Ainsi, diminuer la part du nucléaire dans le mix énergétique au profit d’énergies intermittentes (éolien et solaire) entraine-t-il nécessairement une «instabilité», nécessite le recours à des installations thermiques (gaz, charbon) pour pallier les creux de production. Depuis la fermeture de Fessenheim, la France a ainsi rouvert ses centrales à charbon, «le plus fort émetteur de gaz à effet de serre», s’insurge Fabien Bouglé, qui y voit «le comble du paradoxe».
«Ce qui est incroyable dans la politique d’apprentis sorciers de nos gouvernants actuels, c’est qu’à cause de l’intermittence des éoliennes, ont est obligé de rouvrir des centrales à charbon. Le black-out est dû à cette désorganisation totale du réseau électrique lié à l’installation des éoliennes», affirme-t-il.
«On est en train d’aller dans le mur», estime l’essayiste. Pour lui, si les autorités françaises persistent dans cette voie, les épisodes de pénurie d’approvisionnement énergétique pourraient devenir bien plus fréquents en France et pas forcément qu’en hiver. Un comble pour un pays qui fut précurseur en matière tant de nucléaire que d’indépendance énergétique, estime Fabien Bouglé, qui renvoie au livre d’Hervé Machenaud, ancien directeur chez EDF et membre du comité exécutif du groupe: La France dans le noir; les méfaits de l’idéologie en politique énergétique (éd. Manitoba/Les Belles Lettres).
En guise d’illustration, Fabien Bouglé évoque le cas de la Californie, où les installations éoliennes et solaires n’avaient pas pu faire face à l’explosion de la demande en climatisation cet été. Résultat, cet État se voulant à la pointe en matière d’écologie, avait dû lancer à plein régime ses centrales au gaz tout en imposant durant plusieurs jours des coupures tournantes d’électricité.
En cas de vague de froid, les années passées déjà, la production maximale des réacteurs nucléaires français, épaulée par celle des installations hydroélectriques et même de centrales à charbon, peinait à satisfaire la demande. Des pics de demande durant lesquels la France compte sur les importations d’énergie depuis les pays voisins ou la limitation de production des industries très énergivores. On comprend dès lors que dans une telle situation, la fermeture d’une centrale comme celle de Fessenheim, qui avec ses deux réacteurs de 900 MW chacun, fournissait 2,29% de l’électricité française, crée un déséquilibre difficile à compenser.
Barbara Pompili, «Ayatollah de l’éolien»?
«La ministre ne disait pas que l’on avait besoin de deux réacteurs en plus», déclare le gestionnaire à LCI, avant de développer: «cela fait quatre ans que l’on communique sur des hivers tendus, car nous sommes dans une période de transition avec des fermetures de moyens de production polluants du parc thermique et le développement des énergies renouvelables qui est en cours.»
En somme, lier la fermeture de Fessenheim au déficit énergétique de la France, pourtant annoncé par la ministre comme égal à la capacité de production de la centrale alsacienne, serait une mauvaise interprétation de la pensée complexe de Barbara Pompili.
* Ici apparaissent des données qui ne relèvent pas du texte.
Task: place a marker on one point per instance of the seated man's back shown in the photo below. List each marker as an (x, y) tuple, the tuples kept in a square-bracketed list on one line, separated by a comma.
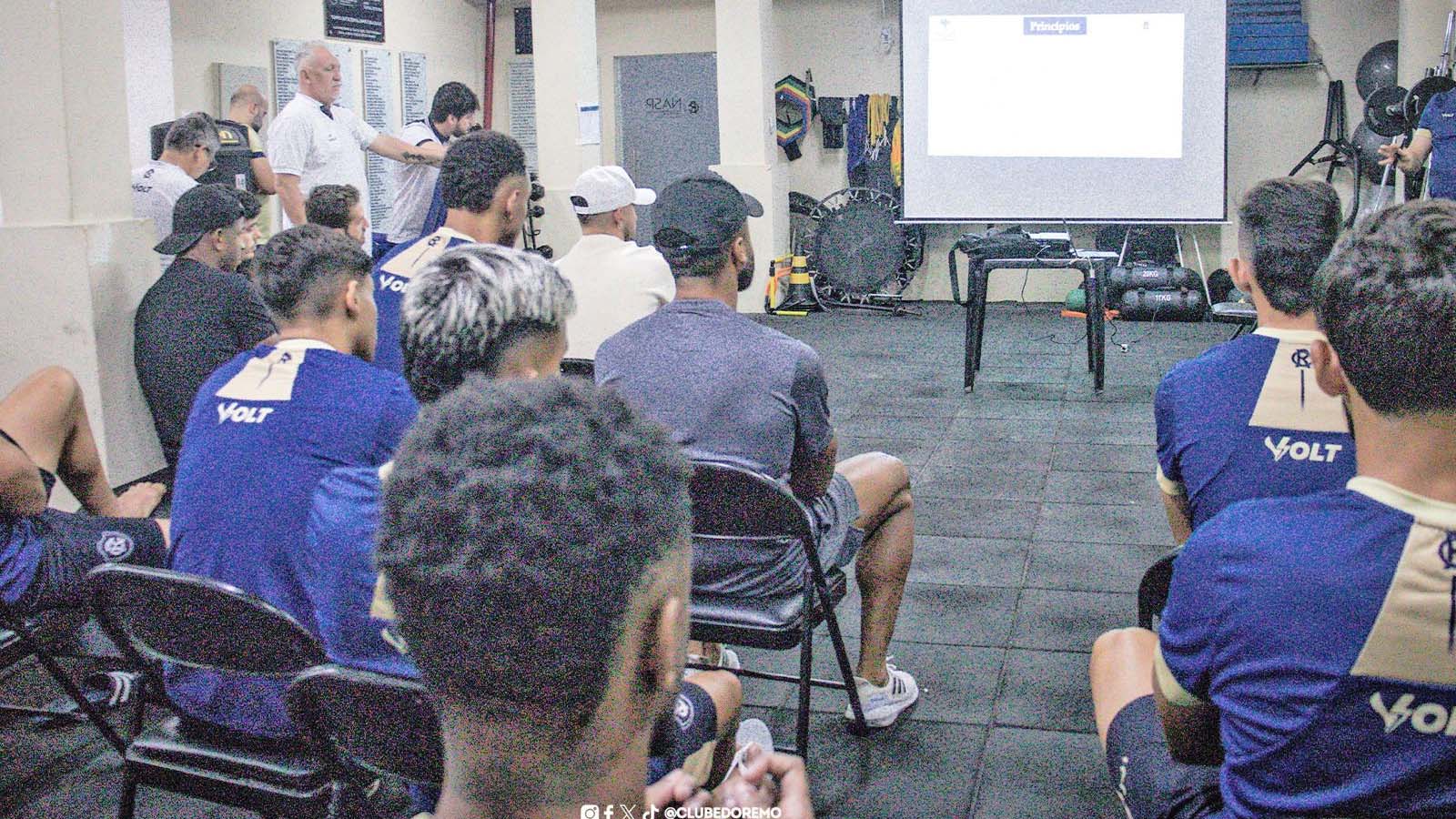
[(266, 429), (1247, 420), (1321, 627)]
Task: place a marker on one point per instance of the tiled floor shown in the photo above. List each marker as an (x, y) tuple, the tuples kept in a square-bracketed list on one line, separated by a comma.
[(1036, 515)]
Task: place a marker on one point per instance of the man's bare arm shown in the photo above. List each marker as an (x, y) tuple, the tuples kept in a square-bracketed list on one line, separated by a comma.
[(399, 150), (264, 177), (291, 198), (810, 474)]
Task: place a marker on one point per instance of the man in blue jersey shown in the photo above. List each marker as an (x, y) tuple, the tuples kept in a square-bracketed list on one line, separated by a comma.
[(485, 188), (485, 312), (1245, 419), (1305, 662), (266, 428)]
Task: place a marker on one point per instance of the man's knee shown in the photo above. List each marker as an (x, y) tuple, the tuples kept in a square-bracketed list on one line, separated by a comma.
[(1123, 643)]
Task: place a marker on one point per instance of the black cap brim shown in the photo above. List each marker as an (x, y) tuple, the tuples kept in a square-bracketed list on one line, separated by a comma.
[(178, 244)]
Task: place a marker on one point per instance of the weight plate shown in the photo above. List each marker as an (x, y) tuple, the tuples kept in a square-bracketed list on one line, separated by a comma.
[(1421, 94), (1385, 111)]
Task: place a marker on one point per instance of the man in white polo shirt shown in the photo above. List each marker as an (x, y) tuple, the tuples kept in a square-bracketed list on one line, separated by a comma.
[(313, 142), (616, 280)]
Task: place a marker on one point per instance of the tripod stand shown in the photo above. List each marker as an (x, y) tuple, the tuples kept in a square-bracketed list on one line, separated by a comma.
[(1343, 152)]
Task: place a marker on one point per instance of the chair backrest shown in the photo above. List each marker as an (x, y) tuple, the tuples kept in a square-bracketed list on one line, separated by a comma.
[(157, 615), (382, 723), (579, 368), (732, 501)]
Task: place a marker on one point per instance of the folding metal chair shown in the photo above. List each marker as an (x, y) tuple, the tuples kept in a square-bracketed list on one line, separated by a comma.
[(383, 724), (34, 636), (732, 503), (165, 617)]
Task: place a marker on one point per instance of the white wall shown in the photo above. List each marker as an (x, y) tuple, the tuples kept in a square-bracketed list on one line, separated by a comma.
[(450, 33), (1271, 124)]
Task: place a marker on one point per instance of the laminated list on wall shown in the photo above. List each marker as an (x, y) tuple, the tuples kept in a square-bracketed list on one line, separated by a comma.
[(379, 85)]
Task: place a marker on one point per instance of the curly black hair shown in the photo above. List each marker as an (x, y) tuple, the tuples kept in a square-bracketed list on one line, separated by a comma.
[(1387, 300), (475, 167), (331, 205), (300, 270), (519, 523), (1288, 228)]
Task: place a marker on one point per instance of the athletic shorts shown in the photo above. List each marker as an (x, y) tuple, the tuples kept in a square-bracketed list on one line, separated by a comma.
[(836, 511), (1147, 777), (75, 544), (684, 738)]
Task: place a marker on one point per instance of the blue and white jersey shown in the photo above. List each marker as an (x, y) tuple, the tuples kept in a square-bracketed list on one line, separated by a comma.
[(353, 612), (1247, 420), (264, 430), (392, 274), (1324, 629)]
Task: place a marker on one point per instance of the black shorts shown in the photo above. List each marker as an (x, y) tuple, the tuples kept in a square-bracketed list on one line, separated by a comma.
[(683, 732), (1148, 780), (75, 544)]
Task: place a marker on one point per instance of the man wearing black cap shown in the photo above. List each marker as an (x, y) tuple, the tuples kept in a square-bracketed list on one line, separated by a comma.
[(739, 392), (200, 314)]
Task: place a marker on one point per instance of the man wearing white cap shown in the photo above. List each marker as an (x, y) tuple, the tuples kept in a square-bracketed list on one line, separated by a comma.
[(616, 280)]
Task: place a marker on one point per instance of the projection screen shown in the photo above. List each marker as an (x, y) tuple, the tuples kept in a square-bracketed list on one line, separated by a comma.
[(1065, 109)]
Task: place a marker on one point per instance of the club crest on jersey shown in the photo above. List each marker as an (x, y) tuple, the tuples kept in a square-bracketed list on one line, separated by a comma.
[(240, 413), (1302, 450), (116, 545)]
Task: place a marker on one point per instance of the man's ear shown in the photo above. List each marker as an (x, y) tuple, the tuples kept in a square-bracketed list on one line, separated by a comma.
[(1241, 274), (1330, 375)]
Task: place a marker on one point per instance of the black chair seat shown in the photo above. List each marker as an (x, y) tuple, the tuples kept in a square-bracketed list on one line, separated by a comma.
[(764, 622), (268, 777)]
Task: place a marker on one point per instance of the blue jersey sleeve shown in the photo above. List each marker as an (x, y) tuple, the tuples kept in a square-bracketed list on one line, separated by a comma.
[(1187, 637), (1168, 440)]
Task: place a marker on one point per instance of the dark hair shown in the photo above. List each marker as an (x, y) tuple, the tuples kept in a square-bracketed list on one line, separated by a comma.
[(517, 526), (251, 206), (463, 310), (1387, 300), (453, 99), (193, 130), (475, 167), (1289, 228), (329, 206), (303, 268)]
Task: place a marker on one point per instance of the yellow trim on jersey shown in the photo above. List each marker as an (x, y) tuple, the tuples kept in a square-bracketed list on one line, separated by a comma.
[(1168, 484), (1426, 511), (1168, 683)]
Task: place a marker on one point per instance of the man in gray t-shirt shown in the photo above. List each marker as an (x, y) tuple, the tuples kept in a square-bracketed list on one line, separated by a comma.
[(739, 392)]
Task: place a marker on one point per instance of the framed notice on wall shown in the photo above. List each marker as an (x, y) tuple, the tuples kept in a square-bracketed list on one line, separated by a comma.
[(354, 19)]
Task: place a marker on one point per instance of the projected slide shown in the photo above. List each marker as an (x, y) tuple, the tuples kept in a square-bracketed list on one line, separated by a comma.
[(1106, 86)]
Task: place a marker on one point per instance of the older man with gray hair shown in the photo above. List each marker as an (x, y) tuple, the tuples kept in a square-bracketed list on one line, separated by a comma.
[(315, 142), (187, 153)]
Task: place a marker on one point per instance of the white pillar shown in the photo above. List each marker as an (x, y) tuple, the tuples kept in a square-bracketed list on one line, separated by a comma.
[(73, 261), (1423, 31), (567, 76), (747, 147)]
Ce soutien, en tout cas, n’étonne pas l’essayiste, qui revient sur la manière dont plusieurs proches de François Hollande ont été recasés à la tête de RTE, tels que François Brottes, député PS à l’origine de la première loi énergétique du quinquennat Hollande ou Xavier Piechaczyk, le conseiller énergie de l’ancien Président socialiste.
«C’est-à-dire que les patrons de RTE –entreprise en charge du raccordement des éoliennes au réseau– sont des promoteurs de l’éolien depuis des années. On voit bien le conflit d’intérêts et pourquoi ils défendent la politique de Barbara Pompili, qui est une Ayatollah de l’éolien.»
Reste à savoir si ceux qui plaident pour la fin du nucléaire n’ont pas déjà remporté la bataille de l’opinion. Selon une étude BVA menée en avril 2019, non seulement les Français sous-estiment la part du nucléaire dans l’approvisionnement énergétique du pays, mais près de deux tiers d’entre eux (69%) estimaient que la production d’électricité nucléaire contribuait au dérèglement climatique. Un comble.